Last modified: 2014-06-30 21:27:15 UTC
Created attachment 8054 [details] a patch for CJKFilter.java and its test. With language=ja setting, CJKFilter wrongly tokenize CJK string if this string starts with non-CJK characters. Example: A string "abC1C2C3", where C1 C2 C3 mean a CJK characters, is tokenized into a token stream (abC1, C1C2, C2C3). This should be (ab, C1C2, C2C3, C3C4). This behavior causes an odd snippet in search result. A token stream (abC1, C1C2, C2C3) is combined into a word "abC1C1C2C3".
Created attachment 8060 [details] a patch for CJKFilter.java and its test. The previous patch has the wrong code. Tokens without a CJK character will be filtered wrong. I replace the patch.
Unassigning default assignments. http://article.gmane.org/gmane.science.linguistics.wikipedia.technical/54734
Jun, I'm sorry that it is taking so long for a developer to review your patch! I have added the "need-review" keyword to indicate that a your patch awaits review. Thank you for the patch.
Jun, I'm asking Oren Bochman to take a look at your patch. You might also be interested in working with him more generally to improve our Lucene search extension.
If you really want to work on this I think you can try to incorporate some existing project into the extension: http://stackoverflow.com/questions/5834371/is-there-any-good-open-source-or-freely-available-chinese-segmentation-algorithm
Hi, It is a welcome news that my patch might be reviewed. I have used a patched lucene-search for almost one year at my site, however, I am not sure my patch is valid. Lucene-Search extension is a fundamental tool at my site. I don't know there is anything I can do, though, I will learn the implementation of CJK support more closely.

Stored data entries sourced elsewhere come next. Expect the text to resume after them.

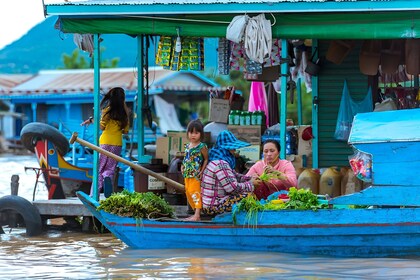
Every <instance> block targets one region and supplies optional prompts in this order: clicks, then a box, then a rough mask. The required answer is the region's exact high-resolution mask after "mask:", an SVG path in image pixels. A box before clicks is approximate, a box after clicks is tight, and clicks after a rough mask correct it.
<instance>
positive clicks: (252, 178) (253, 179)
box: [251, 176, 262, 187]
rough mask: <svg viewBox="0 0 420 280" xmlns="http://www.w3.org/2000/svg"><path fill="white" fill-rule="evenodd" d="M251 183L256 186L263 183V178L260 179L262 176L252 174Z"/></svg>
mask: <svg viewBox="0 0 420 280" xmlns="http://www.w3.org/2000/svg"><path fill="white" fill-rule="evenodd" d="M251 183H252V184H253V185H254V186H255V187H257V186H259V185H261V183H262V180H261V179H260V177H258V176H252V177H251Z"/></svg>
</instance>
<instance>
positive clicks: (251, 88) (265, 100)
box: [248, 82, 269, 126]
mask: <svg viewBox="0 0 420 280" xmlns="http://www.w3.org/2000/svg"><path fill="white" fill-rule="evenodd" d="M267 103H268V102H267V93H266V92H265V87H264V82H252V83H251V91H250V93H249V101H248V111H249V112H254V111H263V112H264V113H265V117H266V118H265V119H266V125H267V126H268V121H269V119H268V105H267Z"/></svg>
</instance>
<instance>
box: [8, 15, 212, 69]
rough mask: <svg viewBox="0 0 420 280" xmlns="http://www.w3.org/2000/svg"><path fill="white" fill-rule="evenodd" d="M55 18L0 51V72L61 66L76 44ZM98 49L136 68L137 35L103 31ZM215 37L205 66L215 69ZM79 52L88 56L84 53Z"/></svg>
mask: <svg viewBox="0 0 420 280" xmlns="http://www.w3.org/2000/svg"><path fill="white" fill-rule="evenodd" d="M56 20H57V18H56V17H50V18H47V19H46V20H44V21H43V22H42V23H40V24H38V25H36V26H35V27H33V28H32V29H31V30H29V31H28V33H27V34H25V35H24V36H22V37H21V38H20V39H19V40H16V41H15V42H13V43H11V44H9V45H7V46H6V47H4V48H3V49H2V50H0V73H3V74H5V73H9V74H14V73H37V72H38V71H39V70H51V69H57V68H59V67H62V66H63V59H62V56H63V54H69V55H70V54H71V53H72V52H73V50H74V49H76V48H77V47H76V45H75V43H74V42H73V34H64V33H62V32H60V31H59V30H57V29H55V28H54V25H55V23H56ZM101 38H102V39H103V41H102V43H101V48H102V49H103V52H102V53H101V56H102V59H104V60H105V59H112V58H116V57H117V58H119V63H118V67H137V38H133V37H131V36H129V35H123V34H118V35H117V34H105V35H102V36H101ZM216 48H217V39H206V40H205V63H206V69H209V68H215V67H216V64H215V63H216V62H217V52H216ZM155 49H156V46H153V47H152V48H151V49H150V50H149V53H150V57H149V64H150V66H154V60H155V59H154V55H155V51H154V50H155ZM80 54H82V55H83V56H85V57H86V59H88V60H89V59H90V58H89V56H88V54H87V53H86V52H83V51H80Z"/></svg>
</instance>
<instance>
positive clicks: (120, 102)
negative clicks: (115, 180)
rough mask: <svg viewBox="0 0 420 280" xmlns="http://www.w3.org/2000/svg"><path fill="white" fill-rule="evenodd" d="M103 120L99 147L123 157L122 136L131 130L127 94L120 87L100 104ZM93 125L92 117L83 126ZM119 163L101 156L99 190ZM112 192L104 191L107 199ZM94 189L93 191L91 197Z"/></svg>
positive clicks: (113, 90) (98, 172)
mask: <svg viewBox="0 0 420 280" xmlns="http://www.w3.org/2000/svg"><path fill="white" fill-rule="evenodd" d="M100 108H101V119H100V122H99V128H100V129H101V130H102V134H101V136H100V137H99V145H100V147H101V148H102V149H104V150H106V151H108V152H111V153H113V154H115V155H117V156H120V155H121V150H122V135H123V134H126V133H128V129H129V109H128V107H127V104H126V103H125V92H124V89H122V88H120V87H114V88H112V89H110V90H109V91H108V92H107V93H106V94H105V96H104V97H103V98H102V100H101V103H100ZM92 123H93V118H92V117H90V118H89V119H88V120H86V121H84V122H83V123H82V125H89V124H92ZM116 166H117V161H116V160H115V159H113V158H110V157H107V156H106V155H103V154H100V155H99V171H98V190H99V192H100V191H101V190H102V187H103V182H104V179H105V178H110V179H111V181H112V179H113V177H114V172H115V168H116ZM111 191H112V190H107V191H105V190H104V194H105V197H108V196H109V195H110V192H111ZM92 194H93V189H91V195H92Z"/></svg>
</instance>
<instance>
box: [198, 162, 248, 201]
mask: <svg viewBox="0 0 420 280" xmlns="http://www.w3.org/2000/svg"><path fill="white" fill-rule="evenodd" d="M250 179H251V177H249V176H245V175H242V174H239V173H236V172H235V171H234V170H232V168H230V166H229V164H228V163H227V162H226V161H224V160H213V161H210V162H209V164H208V165H207V167H206V169H204V172H203V176H202V178H201V198H202V200H203V208H209V207H213V206H217V205H219V204H222V203H223V202H224V201H225V200H226V199H227V198H228V197H229V195H230V194H238V193H248V192H252V191H253V190H254V186H253V185H252V183H251V181H250Z"/></svg>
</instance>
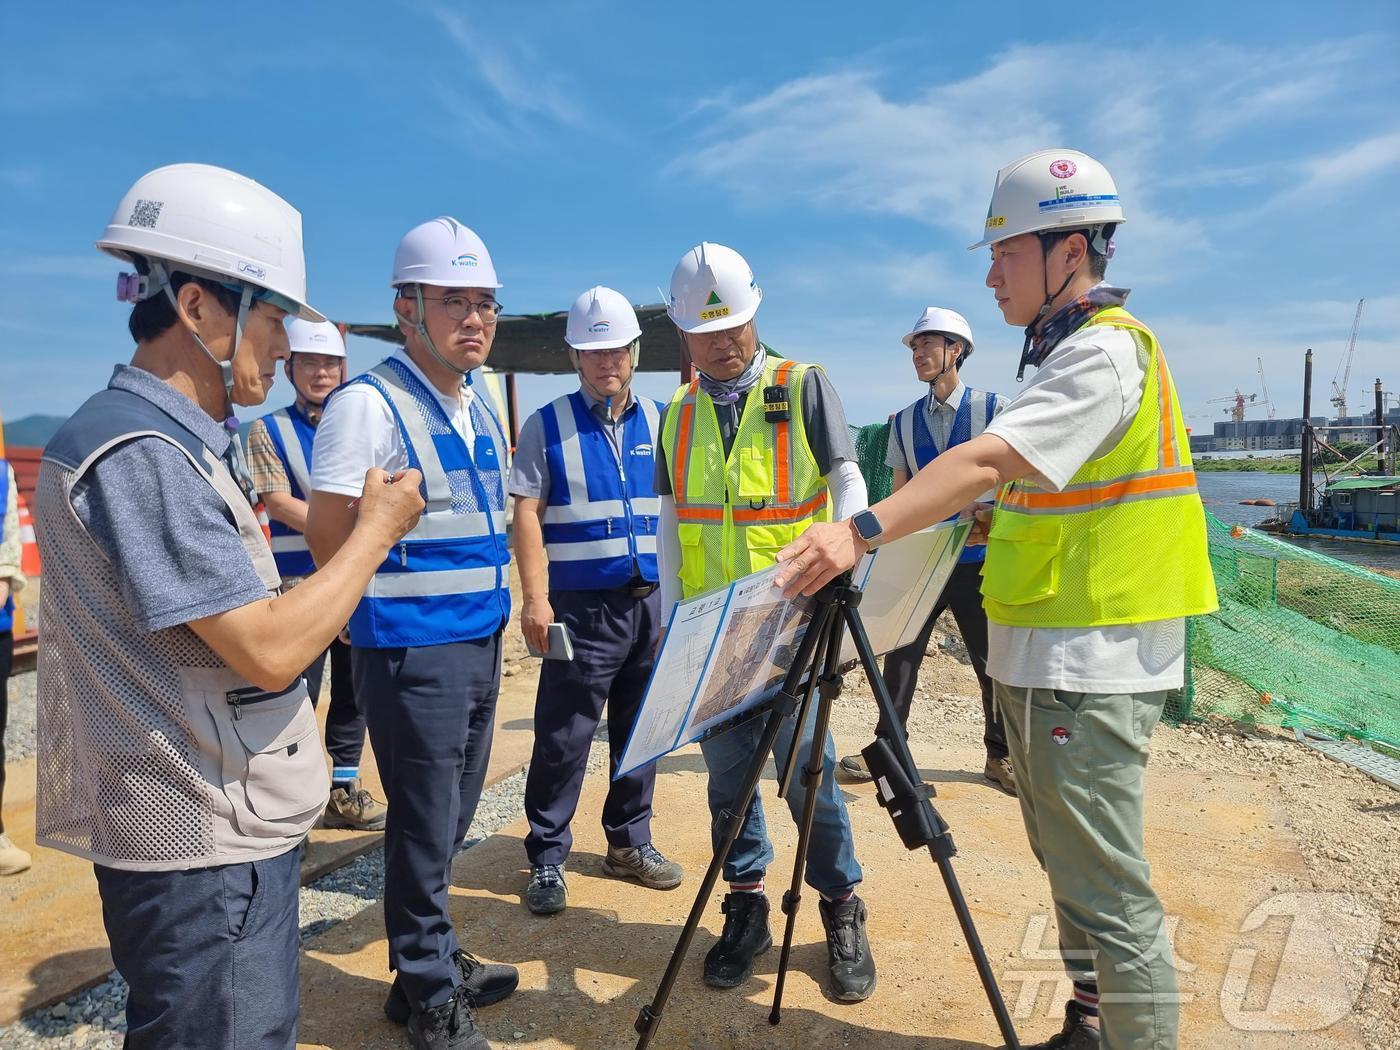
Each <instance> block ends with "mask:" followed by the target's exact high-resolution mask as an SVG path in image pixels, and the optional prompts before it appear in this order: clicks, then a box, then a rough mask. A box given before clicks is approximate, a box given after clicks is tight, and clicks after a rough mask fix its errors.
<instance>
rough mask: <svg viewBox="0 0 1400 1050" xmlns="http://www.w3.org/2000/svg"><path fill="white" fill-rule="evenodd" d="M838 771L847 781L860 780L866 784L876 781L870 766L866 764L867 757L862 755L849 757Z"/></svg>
mask: <svg viewBox="0 0 1400 1050" xmlns="http://www.w3.org/2000/svg"><path fill="white" fill-rule="evenodd" d="M836 769H837V771H839V773H841V776H844V777H846V778H847V780H858V781H861V783H865V781H867V780H874V778H875V777H874V776H872V774H871V770H869V766H867V764H865V757H864V756H862V755H847V756H846V757H844V759H841V760H840V763H839V764H837V766H836Z"/></svg>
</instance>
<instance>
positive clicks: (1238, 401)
mask: <svg viewBox="0 0 1400 1050" xmlns="http://www.w3.org/2000/svg"><path fill="white" fill-rule="evenodd" d="M1256 398H1259V395H1257V393H1242V392H1240V389H1239V388H1238V386H1236V388H1235V392H1233V393H1232V395H1229V396H1228V398H1211V399H1210V400H1208V402H1205V403H1207V405H1219V403H1221V402H1226V400H1228V402H1232V406H1231V407H1228V409H1225V414H1226V416H1229V417H1231V420H1232V421H1233V423H1243V421H1245V402H1250V400H1254V399H1256Z"/></svg>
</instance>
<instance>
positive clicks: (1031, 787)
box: [993, 682, 1177, 1050]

Jun: Thanks again for the patch. Are you interested in using developer access to directly suggest any future MediaWiki and MediaWiki extension improvements into our Git source control system? https://www.mediawiki.org/wiki/Developer_access https://www.mediawiki.org/wiki/Git/Workflow#How_to_submit_a_patch
[Merging "MediaWiki extensions/Lucene Search" into "Wikimedia/lucene-search2", see bug 46542. You can filter bugmail for: search-component-merge-20130326 ]
In the meantime, lucene-search in Wikimedia has reached its end of life and will not be improved further. Jun Mizuno: It would be awesome if you could check if the problem still exists in the CirrusSearch extension that is being working on (it is also a Lucene-based search for MediaWiki, backed by Elasticsearch instead of Wikimedia's home-grown lsearchd).
I don't see this issue in Cirrus/Elastic. Marking WONTFIX since lsearchd is end of life but adding cirrus-fixed tag.